A new South China Morning Post report says China is expanding its restrictions on online gaming for minors to include livestreaming, audio and video, and social media services. The new regulations, currently open to feedback from the public, calls on all online service providers to create a “youth mode” with limits on allowed usage time, content, and how much they’re allowed to spend on online purchases.
The draft document (Google translated) says the number of underage internet users in China has reached 183 million, and the “internet penetration rate” for minors is 94.9%, well above the overall rate of 70.4%. It’s a powerful educational tool but also opens the door to “illegal and bad information,” which minors are generally not well equipped to properly handle.
Because of this, China’s general secretary Xi Jinping issued a call to “strengthen cyberspace governance in accordance with the law, strengthen the construction of online content, and create a clean cyberspace for the majority of netizens, especially young people.”

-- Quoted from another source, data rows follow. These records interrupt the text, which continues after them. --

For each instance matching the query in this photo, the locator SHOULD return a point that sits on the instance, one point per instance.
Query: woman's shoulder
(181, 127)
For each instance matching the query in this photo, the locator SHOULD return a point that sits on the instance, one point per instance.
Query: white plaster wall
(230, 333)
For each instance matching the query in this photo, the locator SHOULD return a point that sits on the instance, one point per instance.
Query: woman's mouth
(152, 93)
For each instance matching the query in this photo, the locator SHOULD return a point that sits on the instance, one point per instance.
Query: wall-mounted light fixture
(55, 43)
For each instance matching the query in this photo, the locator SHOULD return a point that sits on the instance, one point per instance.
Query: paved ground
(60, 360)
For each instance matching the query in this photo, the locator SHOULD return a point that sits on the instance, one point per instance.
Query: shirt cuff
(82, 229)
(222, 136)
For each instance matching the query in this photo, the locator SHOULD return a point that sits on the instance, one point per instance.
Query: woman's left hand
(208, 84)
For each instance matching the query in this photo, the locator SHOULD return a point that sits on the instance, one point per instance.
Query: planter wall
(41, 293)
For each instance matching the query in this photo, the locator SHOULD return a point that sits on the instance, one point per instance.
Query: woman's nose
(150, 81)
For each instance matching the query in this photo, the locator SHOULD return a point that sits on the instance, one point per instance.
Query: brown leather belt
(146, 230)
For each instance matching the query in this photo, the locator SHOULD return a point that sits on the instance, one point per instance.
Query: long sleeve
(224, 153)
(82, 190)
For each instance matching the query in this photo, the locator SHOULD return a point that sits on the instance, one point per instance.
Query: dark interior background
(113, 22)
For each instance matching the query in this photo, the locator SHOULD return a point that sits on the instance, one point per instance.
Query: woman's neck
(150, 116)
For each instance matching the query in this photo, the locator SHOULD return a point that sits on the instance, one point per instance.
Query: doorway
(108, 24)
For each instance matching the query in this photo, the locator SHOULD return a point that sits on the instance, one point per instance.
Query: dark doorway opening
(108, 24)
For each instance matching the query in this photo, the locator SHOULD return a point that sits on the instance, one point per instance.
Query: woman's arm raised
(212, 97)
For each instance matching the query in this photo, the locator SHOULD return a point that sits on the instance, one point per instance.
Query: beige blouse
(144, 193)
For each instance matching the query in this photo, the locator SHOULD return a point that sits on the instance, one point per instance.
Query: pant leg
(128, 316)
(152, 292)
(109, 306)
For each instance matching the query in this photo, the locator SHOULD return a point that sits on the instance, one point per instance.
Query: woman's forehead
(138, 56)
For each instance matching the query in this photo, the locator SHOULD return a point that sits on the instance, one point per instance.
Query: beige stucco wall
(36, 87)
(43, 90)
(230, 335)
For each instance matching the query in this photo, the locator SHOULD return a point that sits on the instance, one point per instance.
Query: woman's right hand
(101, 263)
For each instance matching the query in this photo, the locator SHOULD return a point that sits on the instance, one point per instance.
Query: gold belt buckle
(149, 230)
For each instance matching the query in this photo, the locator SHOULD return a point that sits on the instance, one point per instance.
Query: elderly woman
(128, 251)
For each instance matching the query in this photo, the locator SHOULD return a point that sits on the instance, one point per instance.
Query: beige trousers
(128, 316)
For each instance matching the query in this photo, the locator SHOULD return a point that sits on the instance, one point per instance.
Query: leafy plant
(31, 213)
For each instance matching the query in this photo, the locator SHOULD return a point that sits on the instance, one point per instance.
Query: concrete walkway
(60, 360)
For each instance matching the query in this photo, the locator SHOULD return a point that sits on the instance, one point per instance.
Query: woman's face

The new regulations are aimed at addressing four primary concerns:
- Internet literacy among minors
- Information content norms
- Protecting minors’ personal information
- Preventing and controlling internet addiction among minors
Interestingly, the regulations don’t apply only to online service providers, but to hardware companies making and selling mobile devices and computers, who must “accept government and social supervision” and install access restriction software on their products before releasing them to the public.
A Reuters report says some Chinese companies, including streaming platforms Tencent Video and iQIYI, have already implemented “youth mode” systems for minors. But the Chinese government’s tightening restrictions are taking a toll on many of the country’s big players: The share prices of both Tencent and iQIYI, as well as Chinese video sharing site Bilbili, have all tailed off dramatically since early 2021.